If this pandemic has shown us anything, it is above all one thing: how little we really know where in the air or on surfaces pathogens and harmful substances are found. We are flying blind when we move around the world. We move in danger zones without really knowing it. With radioactivity we have at least Geiger counters that constantly show us how much radioactive radiation surrounds us, but not with flu viruses and other pollutants.
Wouldn’t it be nice if we could see how far from a coughing person the droplets fly? Which surfaces of self-service checkouts in supermarkets are (invisibly) dirty and need to be cleaned? Where there is currently an increased amount of pollen that can cause allergic reactions? And where and which odors and pollutants are present in this room or building? Although there are a number of simulations of how aerosols and pollutants spread in closed rooms and air, there are still few practical applications.
The success of countermeasures could also be quickly verified in this way. Has the area already been sufficiently cleaned? Fluorescent additives in disinfectants and cleaning agents could quickly indicate areas that are still contaminated. Or appropriate ventilation could indicate the micro-droplets in a room and how well the ventilation or a filter is working.

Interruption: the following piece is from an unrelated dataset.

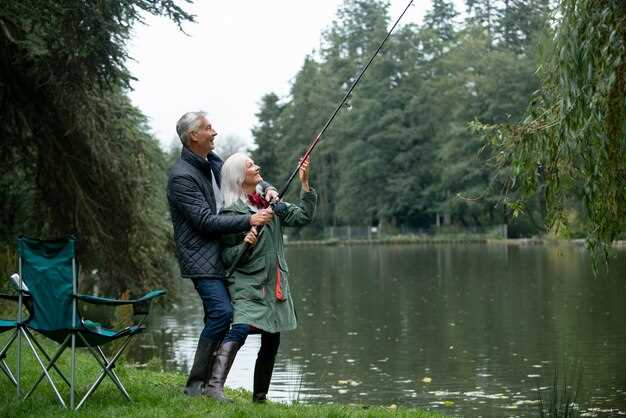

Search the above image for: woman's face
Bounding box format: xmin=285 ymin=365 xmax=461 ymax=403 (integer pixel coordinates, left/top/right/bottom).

Sensors that can quickly detect, analyze, quantify and visualize odors, viruses or chemical and biological substances in the air or on surfaces are almost completely unknown or not available to the general public today. The difficulties that need to be overcome here are the exploitation of different chemical properties of the pollutants to determine which pollutant it is, the determination of the quantity, the localization, as well as the visualization. Each of these points already poses high technological demands that are not so easy to solve and will result in marketable products in the near future.
Chemical, physical and medical analysis is a scientific discipline in its own right, and the analytical equipment not only uses a wide variety of methods (spectral analysis, chromatography, mass spectrometry, etc.), but also has to be operated by experts who have to prepare samples for analysis and interpret the results. In many cases, results are not available within fractions of a second, but only after longer periods of time.
Nevertheless, for certain pollutants such applications could make a lot of sense. Imagine that such technology could be built into normal glasses as augmented reality technology and would be available to allergy sufferers, people with weakened immune systems, system-relevant employees and medical staff.
Librestream and Vuzix presented first approaches how AR goggles with thermal sensors can detect body temperature and thus possible COVID-19 infections, for example.
Just how important such technology can be is shown by the case of choir members in the US state of Washington. In Mount Vernon, an hour’s drive from Seattle, nearly 60 of the 121 singers met for regular choir practice on February 29. Although the first COVID-19 cases had already become known in Seattle itself, people in Mount Vernon thought they were still safe. And official curfews had not yet been imposed either. The two and a half hours of rehearsal – despite the distance between them, as a precaution – had devastating effects. Three weeks later, 45 members had tested positive, three were in hospital and two members had died of COVID-19. The choir members had expelled and inhaled aerosols through the singing, which over time reached and infected almost every member.
As you can see, there is a tremendous opportunity here for technology companies that want to tackle this challenge. Perhaps a prize money in a competition such as the XPrize for the Tricorder – the health measuring device inspired by Star Trek – would be the best way to provide encouragement here. How about a VisCorder?